Today, I had one of those low moments when my grandmother came by for an impromptu visit with a bag of grocery store treats; The baby was squirming and kicking his legs like crazy and I said, without thinking, “This is exactly what he used to do in my stomach, remember?”
And then I said “I will never feel that again.”
And she said “So what? None of us did. Look at what you have. Be happy with what you have.”
And, once again, I am.
There are different stages of grief that I am aware of. Perhaps my belief that there is a baby out there waiting for me is denial.
Sometimes I feel angry, at my body and at my brain chemistry and at my doctors. I am angry that this happened to me.
Other times I ask my husband that if, in 6 years we have loads of money, we could hire a surrogate to carry a third baby for us. Bargaining.
And then there’s the depression. The part of me that is making my eyes sting now as I type these words.
I am waiting for the acceptance.
But until I find it, which I pray that I do, I will go on rooting for my team, cherishing the good moments when I have them, and singing
“You are my sunshine” every single night.
You’ll never know, my dears,
how much I love you.

  • jessicaschunemeyer
    April 23, 2014

    I relate so much to this. When my son turned one year old earlier this month it hit me so hard. I knew that I would never do any of this again and he is my one shot at this. I love him and cherish him, but it makes me sad that I will never be pregnant again….

    • mommyeverafter
      April 23, 2014

      Thank you so much. I’m so glad to know that we have a silent network of support among us mamas.

  • Andrea
    November 5, 2014

    I hear you, sister. I am going through the same exact thing right now.

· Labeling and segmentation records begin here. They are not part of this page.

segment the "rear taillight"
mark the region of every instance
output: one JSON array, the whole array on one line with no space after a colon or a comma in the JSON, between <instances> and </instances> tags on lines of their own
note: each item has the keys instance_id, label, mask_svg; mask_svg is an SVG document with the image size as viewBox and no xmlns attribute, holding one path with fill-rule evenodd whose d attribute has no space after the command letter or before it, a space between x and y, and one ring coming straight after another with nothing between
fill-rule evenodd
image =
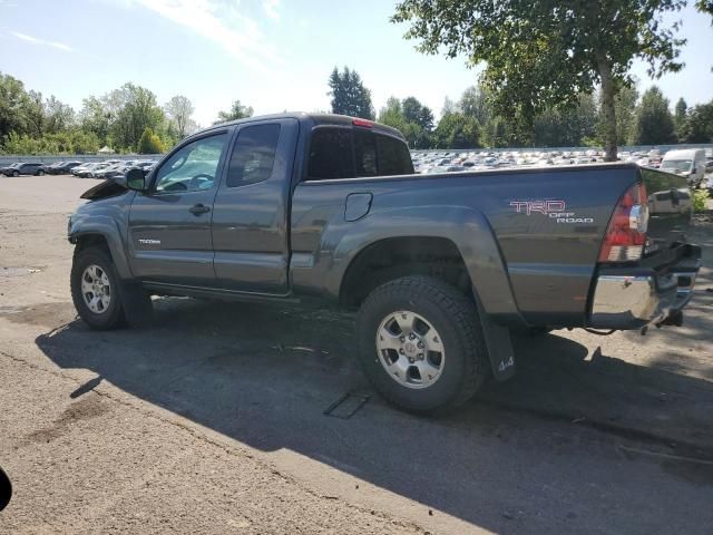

My four year old is on the autism spectrum and my second pregnancy ended in terrible postpartum depression. I also have a history of miscarriages. I know for many reasons I will not be doing the baby thing again, but I just cannot come to peace with it!

    • mommyeverafter
      November 5, 2014

      I am sorry for your losses, both tangible and intangible, BUT I’m glad that you have the blessings you do. Thanks for reaching out. It means so much.